The platform provides independent agronomic advice to farmers and enables them to simulate different practices to see which will work best for their farm. It also connects food and beverage businesses with the farms they source from, providing an end-to-end, scalable solution that can be tailored to a company’s commercial and environmental priorities.
“We mobilise private capital within the supply chain,” explained Davidson, “by connecting F&B leaders directly with the farmers who supply them, providing the end-to-end tools both need to ensure the transition to regenerative farming is successful, commercially and environmentally.”
Strengthening the UK offering
Klim is making slight tweaks to its offering in the UK. “The goals and technology are intentionally similar to the successful German product,” Davidson told us. “There are some changes being made to optimise the ease of use for farmers in the Klim system, and to make inputs relevant.”
Data entry will be simplified for UK farmers, for example, by enabling shape file uploads, and in the future connecting to pre-existing software/API products in the UK.
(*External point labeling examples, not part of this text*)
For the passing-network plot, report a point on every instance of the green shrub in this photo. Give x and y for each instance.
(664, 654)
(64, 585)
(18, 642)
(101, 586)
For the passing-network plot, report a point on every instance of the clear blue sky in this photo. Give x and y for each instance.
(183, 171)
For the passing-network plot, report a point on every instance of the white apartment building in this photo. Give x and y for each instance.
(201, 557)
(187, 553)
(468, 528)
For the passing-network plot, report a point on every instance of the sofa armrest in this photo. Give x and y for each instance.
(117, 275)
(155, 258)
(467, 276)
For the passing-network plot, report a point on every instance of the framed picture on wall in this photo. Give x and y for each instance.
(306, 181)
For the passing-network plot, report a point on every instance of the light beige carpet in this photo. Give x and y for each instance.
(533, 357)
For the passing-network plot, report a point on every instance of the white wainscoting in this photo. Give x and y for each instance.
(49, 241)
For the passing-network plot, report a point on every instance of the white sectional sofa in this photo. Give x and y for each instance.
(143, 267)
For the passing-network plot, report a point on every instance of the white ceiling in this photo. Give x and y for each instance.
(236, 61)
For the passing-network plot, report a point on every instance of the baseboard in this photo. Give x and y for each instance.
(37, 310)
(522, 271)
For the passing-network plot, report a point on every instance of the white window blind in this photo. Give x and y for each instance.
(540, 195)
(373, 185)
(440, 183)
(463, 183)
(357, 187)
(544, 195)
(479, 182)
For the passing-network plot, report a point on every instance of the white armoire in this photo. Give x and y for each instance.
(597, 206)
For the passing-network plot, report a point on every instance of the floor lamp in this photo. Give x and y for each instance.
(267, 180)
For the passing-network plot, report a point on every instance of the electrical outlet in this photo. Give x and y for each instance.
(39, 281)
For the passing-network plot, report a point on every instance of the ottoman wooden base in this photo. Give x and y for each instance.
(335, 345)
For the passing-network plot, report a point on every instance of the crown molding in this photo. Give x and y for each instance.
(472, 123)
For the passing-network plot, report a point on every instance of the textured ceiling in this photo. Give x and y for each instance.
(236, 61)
Klim’s models and methodology for quantifying removals as well as calculating product emission factors are also adjusted to UK soils. It has also launched a footprinting tool for crops and dairy, so that farmers can provide companies with an accurate carbon footprint of their farming practices. All results, both reductions and removals, are verified through independent audits
The end goal is not only to scale regenerative agriculture across the farming community, Davidson declared, but to create a joint movement along the supply chains of farmers. “Ultimately, an all-in-one regenerative agriculture transition solution, backed by trade partners.”